Fixed versus adjustable loans
A fixed-rate loan features the same payment over the life of your loan. Your property taxes increase, or rarely, decrease, and your insurance rates might vary as well. For the most part payments on your fixed-rate mortgage will increase very little.
When you first take out a fixed-rate mortgage loan, the majority the payment is applied to interest. That reverses itself as the loan ages.
You can choose a fixed-rate loan to lock in a low rate. People select these types of loans because interest rates are low and they wish to lock in the lower rate. For homeowners who have an ARM now, refinancing into a fixed-rate loan can offer more monthly payment stability. If you have an Adjustable Rate Mortgage (ARM) now, we'd love to help you lock in a fixed-rate at the best rate currently available. Call Savers Home Loans at (800) 974-0509 to discuss how we can help.
There are many kinds of Adjustable Rate Mortgages. Generally, interest for ARMs are determined by a federal index. A few of these are: the 6-month Certificate of Deposit (CD) rate, the 1 year rate on Treasure Securities, the Federal Home Loan Bank's 11th District Cost of Funds Index (COFI), or others.

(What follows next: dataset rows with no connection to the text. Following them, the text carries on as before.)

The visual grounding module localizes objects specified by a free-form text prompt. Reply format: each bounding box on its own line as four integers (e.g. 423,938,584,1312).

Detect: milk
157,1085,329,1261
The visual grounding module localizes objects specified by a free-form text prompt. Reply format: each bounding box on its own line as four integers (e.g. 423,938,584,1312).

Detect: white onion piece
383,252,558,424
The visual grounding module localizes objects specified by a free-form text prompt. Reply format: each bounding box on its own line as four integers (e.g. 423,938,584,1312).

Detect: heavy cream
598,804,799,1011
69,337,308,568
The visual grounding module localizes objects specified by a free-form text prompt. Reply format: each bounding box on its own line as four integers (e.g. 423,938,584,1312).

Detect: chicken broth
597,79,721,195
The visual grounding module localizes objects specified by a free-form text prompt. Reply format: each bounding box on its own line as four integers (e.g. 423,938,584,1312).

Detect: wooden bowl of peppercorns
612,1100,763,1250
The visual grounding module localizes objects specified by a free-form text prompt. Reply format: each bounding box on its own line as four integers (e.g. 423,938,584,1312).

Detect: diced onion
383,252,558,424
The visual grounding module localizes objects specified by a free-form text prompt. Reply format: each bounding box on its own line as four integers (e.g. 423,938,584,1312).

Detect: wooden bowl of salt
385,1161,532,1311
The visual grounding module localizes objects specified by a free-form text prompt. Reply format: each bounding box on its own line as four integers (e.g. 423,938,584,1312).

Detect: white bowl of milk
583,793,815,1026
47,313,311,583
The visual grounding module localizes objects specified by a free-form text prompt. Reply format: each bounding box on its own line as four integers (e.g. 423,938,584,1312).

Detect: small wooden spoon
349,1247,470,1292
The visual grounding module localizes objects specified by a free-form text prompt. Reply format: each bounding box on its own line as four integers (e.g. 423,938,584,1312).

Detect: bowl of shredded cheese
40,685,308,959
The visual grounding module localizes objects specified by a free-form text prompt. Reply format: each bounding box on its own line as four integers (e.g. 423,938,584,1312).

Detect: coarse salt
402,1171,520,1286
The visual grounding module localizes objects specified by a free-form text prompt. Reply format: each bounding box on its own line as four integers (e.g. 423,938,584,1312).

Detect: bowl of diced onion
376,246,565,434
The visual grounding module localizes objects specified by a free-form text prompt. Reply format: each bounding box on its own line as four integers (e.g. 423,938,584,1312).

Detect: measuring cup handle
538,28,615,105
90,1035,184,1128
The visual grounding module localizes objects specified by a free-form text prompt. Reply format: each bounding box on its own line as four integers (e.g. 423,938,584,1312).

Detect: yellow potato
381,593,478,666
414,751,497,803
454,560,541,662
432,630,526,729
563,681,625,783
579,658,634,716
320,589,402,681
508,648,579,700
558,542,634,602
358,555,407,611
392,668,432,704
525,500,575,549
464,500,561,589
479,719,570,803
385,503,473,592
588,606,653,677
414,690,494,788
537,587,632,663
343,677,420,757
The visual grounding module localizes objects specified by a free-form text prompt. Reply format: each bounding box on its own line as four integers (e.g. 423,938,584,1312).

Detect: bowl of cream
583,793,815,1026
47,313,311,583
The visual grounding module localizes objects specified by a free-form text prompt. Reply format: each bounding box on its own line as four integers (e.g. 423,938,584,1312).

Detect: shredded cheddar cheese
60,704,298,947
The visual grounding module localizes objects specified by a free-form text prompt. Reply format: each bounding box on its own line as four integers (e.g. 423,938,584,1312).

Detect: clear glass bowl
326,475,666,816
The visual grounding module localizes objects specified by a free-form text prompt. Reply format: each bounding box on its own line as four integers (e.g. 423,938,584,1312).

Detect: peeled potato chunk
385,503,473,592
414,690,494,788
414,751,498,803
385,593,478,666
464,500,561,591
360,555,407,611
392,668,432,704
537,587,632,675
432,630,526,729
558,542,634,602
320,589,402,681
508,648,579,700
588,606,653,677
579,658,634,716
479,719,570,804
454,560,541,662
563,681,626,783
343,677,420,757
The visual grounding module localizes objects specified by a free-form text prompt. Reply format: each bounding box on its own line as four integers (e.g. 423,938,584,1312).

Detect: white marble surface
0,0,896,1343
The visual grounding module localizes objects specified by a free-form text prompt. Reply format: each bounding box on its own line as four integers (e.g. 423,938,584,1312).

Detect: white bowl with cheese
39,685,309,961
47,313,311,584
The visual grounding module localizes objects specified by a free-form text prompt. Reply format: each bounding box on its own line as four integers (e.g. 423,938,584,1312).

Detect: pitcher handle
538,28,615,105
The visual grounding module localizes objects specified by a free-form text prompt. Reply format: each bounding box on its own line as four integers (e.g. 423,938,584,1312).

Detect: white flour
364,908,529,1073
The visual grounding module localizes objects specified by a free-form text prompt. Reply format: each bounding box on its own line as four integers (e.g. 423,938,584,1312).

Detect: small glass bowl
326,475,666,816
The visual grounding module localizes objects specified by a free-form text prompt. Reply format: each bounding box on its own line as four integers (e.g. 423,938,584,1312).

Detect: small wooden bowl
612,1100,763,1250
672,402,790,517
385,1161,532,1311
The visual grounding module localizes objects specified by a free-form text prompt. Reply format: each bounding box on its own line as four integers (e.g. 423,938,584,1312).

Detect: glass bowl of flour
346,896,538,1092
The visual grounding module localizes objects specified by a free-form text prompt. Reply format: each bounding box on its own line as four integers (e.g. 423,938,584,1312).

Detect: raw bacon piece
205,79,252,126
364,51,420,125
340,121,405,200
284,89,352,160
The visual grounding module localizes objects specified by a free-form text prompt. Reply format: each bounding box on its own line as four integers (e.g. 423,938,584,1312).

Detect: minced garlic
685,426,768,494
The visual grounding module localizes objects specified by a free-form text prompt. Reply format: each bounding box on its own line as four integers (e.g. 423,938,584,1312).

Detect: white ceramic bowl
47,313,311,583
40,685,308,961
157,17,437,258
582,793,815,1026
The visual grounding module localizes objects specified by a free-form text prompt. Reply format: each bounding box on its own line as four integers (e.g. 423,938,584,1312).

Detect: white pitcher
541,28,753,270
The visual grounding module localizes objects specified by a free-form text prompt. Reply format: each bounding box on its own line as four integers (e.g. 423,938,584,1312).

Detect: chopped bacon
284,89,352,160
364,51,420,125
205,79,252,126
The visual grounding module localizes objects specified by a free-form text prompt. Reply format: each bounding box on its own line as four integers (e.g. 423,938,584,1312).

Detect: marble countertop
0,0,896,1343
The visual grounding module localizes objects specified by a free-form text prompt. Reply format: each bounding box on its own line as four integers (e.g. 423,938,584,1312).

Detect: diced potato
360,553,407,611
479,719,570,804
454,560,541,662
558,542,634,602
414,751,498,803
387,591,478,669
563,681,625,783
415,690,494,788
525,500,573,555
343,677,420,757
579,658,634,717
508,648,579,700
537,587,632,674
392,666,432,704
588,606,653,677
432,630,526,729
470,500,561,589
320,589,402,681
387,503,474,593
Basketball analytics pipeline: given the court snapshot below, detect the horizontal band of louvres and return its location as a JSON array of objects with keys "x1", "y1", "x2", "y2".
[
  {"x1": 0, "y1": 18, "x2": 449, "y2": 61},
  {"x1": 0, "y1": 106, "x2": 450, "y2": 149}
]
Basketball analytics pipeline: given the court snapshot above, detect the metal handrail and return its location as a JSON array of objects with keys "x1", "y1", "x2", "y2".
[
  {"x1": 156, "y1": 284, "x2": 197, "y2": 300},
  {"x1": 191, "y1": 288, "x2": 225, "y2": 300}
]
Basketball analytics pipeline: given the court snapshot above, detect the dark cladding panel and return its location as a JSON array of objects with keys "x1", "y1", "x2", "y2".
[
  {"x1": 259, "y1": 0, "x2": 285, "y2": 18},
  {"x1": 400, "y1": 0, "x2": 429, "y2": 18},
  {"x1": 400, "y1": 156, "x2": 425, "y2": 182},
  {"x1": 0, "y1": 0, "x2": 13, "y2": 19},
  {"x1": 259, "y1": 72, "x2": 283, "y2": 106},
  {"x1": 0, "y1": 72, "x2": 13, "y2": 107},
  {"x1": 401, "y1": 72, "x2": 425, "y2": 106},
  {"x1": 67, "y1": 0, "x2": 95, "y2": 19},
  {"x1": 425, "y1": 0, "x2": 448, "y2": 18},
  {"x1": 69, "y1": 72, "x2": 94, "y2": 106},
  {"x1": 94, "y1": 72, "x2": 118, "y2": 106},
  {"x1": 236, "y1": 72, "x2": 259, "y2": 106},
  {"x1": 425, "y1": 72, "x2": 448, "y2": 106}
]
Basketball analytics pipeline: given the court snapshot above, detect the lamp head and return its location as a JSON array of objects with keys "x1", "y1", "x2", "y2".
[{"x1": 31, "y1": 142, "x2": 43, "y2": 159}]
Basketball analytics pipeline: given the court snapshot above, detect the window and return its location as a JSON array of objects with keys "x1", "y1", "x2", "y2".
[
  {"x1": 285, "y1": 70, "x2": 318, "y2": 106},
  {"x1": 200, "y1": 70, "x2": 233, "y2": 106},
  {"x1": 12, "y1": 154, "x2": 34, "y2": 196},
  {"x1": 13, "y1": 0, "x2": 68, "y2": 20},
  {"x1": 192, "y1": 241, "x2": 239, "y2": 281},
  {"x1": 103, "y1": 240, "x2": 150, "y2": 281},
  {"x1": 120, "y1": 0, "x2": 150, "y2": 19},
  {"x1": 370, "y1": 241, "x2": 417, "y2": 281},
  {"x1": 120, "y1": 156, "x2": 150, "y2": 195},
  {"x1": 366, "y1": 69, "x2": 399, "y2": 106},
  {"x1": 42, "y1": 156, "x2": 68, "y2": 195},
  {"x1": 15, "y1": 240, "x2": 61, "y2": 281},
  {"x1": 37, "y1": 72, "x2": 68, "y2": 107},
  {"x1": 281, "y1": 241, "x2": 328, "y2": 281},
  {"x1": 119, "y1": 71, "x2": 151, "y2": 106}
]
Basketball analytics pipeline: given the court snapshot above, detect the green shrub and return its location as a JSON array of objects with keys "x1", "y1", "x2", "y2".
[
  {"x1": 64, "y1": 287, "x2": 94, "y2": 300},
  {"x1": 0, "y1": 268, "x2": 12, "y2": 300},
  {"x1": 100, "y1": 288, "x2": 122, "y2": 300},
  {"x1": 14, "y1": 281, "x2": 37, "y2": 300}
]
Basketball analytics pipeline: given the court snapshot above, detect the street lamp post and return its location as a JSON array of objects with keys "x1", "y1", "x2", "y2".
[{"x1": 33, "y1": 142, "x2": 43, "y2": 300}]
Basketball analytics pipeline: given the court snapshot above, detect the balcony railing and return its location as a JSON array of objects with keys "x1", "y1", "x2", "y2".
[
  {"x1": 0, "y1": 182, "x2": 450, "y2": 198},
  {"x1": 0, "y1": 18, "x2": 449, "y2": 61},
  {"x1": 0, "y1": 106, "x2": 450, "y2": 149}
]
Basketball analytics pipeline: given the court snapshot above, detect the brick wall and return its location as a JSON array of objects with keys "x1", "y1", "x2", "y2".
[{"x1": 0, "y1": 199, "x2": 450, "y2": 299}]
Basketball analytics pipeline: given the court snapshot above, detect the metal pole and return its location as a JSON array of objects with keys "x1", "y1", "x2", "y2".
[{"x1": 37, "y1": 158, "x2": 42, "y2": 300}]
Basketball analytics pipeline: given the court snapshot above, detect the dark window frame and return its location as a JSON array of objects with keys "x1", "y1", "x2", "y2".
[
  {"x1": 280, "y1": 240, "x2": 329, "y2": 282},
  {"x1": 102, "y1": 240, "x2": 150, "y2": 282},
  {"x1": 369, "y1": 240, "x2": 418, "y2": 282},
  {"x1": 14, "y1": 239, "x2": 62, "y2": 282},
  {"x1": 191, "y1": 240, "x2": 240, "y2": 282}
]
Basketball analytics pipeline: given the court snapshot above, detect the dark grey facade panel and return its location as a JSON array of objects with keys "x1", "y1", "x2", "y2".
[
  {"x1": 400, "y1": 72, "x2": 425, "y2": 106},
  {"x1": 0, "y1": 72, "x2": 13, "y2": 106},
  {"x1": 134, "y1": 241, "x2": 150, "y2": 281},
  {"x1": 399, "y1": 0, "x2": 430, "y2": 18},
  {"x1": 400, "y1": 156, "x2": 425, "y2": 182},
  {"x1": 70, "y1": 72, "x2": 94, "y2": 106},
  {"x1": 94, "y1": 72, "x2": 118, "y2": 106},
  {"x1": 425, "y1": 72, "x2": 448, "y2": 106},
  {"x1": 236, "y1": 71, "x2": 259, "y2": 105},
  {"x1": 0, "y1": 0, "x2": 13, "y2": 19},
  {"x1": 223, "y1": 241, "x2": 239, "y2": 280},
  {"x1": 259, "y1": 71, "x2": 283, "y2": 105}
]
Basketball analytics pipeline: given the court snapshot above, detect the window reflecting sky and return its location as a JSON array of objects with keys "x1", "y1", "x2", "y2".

Most ARMs are capped, which means they can't go up over a specific amount in a given period of time. Your ARM may feature a cap on how much your interest rate can increase in one period. For example: no more than two percent per year, even though the index the rate is based on goes up by more than two percent. Your loan may feature a "payment cap" that instead of capping the interest rate directly, caps the amount your payment can go up in a given period. Almost all ARMs also cap your interest rate over the duration of the loan.
ARMs most often have the lowest, most attractive rates at the beginning of the loan. They usually guarantee the lower interest rate for an initial period that varies greatly. You've probably heard of 5/1 or 3/1 ARMs. For these loans, the introductory rate is fixed for three or five years. After this period it adjusts every year. These types of loans are fixed for 3 or 5 years, then adjust after the initial period. Loans like this are often best for borrowers who expect to move in three or five years. These types of ARMs benefit borrowers who plan to move before the initial lock expires.
Most borrowers who choose ARMs choose them because they want to take advantage of lower introductory rates and do not plan to stay in the house longer than this initial low-rate period. ARMs can be risky when property values go down and borrowers cannot sell their home or refinance.